A more complete version that also matches models and queryParams can be written in the same way.

  1. We can improve link-to so that it always finds implicit model arguments from the local context, rather than trying to locate them on the global router service. This will fix longstanding bugs like https://github.com/ember-animation/liquid-fire/issues/347 and it will make it easier to test components that contain {{link-to}}. This would also open the door to relative link-tos.

  2. liquid-outlet can be implemented entirely via public API. It would become:

{{#liquid-bind (get-route-info) as |currentRouteInfo|}}
  {{#with-route-info currentRouteInfo}}
    {{outlet}}
  {{/with-route-info}}
{{/liquid-bind}}
  1. Prerendering of non-current routes becomes possible. You can use recognizeAndLoad to obtain a RouteInfoWithAttributes and then use {{#with-route-info myRouteInfo}} {{outlet}} {{/with-route-info}} to render it.

Drawbacks

This RFC deprecates only two public extension hooks API, so the API-churn burden may appear low. However, we know that use of the private APIs we're deliberately disabling is widespread, so users will experience churn. We can provide our usual deprecation cycle to give them early warning, but it still imposes some cost.

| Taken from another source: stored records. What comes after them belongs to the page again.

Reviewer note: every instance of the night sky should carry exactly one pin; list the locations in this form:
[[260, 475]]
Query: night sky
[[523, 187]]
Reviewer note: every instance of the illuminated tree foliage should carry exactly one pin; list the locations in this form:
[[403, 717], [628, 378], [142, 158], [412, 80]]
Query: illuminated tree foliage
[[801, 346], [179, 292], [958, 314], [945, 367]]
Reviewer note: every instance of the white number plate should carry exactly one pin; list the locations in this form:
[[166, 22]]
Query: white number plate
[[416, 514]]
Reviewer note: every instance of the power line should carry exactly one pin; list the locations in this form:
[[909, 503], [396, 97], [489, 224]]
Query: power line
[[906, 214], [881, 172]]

This RFC doesn't attempt to change the existing and fairly rich semantics for initiating transitions. For example, you can pass either models or IDs, and those have subtle semantic differences. I think an ideal rewrite would also change the semantics of the route hooks and transitionTo to simplify that area.

Alternatives

Less Churn

We could adopt some of the existing broadly used APIs as de-facto public. This avoids churn, but imposes a complexity burden on every new learner, who needs to be told "this is a weird API, but it's what we're stuck with".

Semver Lawyering

I'm interpreting router.js's public/private documentation as out-of-scope for Ember's semver. The fact that we pass an instance of router.js's Transition as our transition argument is not documented. An alternative interpretation is that we need to continue supporting those methods marked as public in router.js's docs.

Optional Helpers

I didn't propose shipping is-active and url-for template helpers -- I merely showed that they're easy to build using the router service. But we should arguably just ship them as part of the framework too.

Branching Route Hierarchies

I am implicitly assuming we will only ever have linear route hierarchies, where a given route has at most one child. I can imagine eventually wanting a way to support branching route hierarchies, where each branch can transition independently. I'm not trying to account for that future.

Route.parentRoute

This RFC makes it possible for a route to determine its parent's name dynamically via public API, and thus access its parent's model/params/controller:

beforeModel(transition) {
  const parentInfo = transition.to.find(info => info.name === this.routeName).parent;
  const parentModel = this.modelFor(parentInfo.name);
}

However, this pattern feels awkward, and I think it justifies just adding a public parentRouteName() method to Route that would simplify to:

beforeModel(transition) {
  const parentModel = this.modelFor(this.parentRouteName());
}

Possibly we want this to feel awkward because it's a weird thing to do.

Naming of Ember.DEFAULT_VALUE Symbol

Should we introduce new API via the Ember global and switch to a module export once all the rest of Ember does, or should we just start with a module export right now? If so, what module?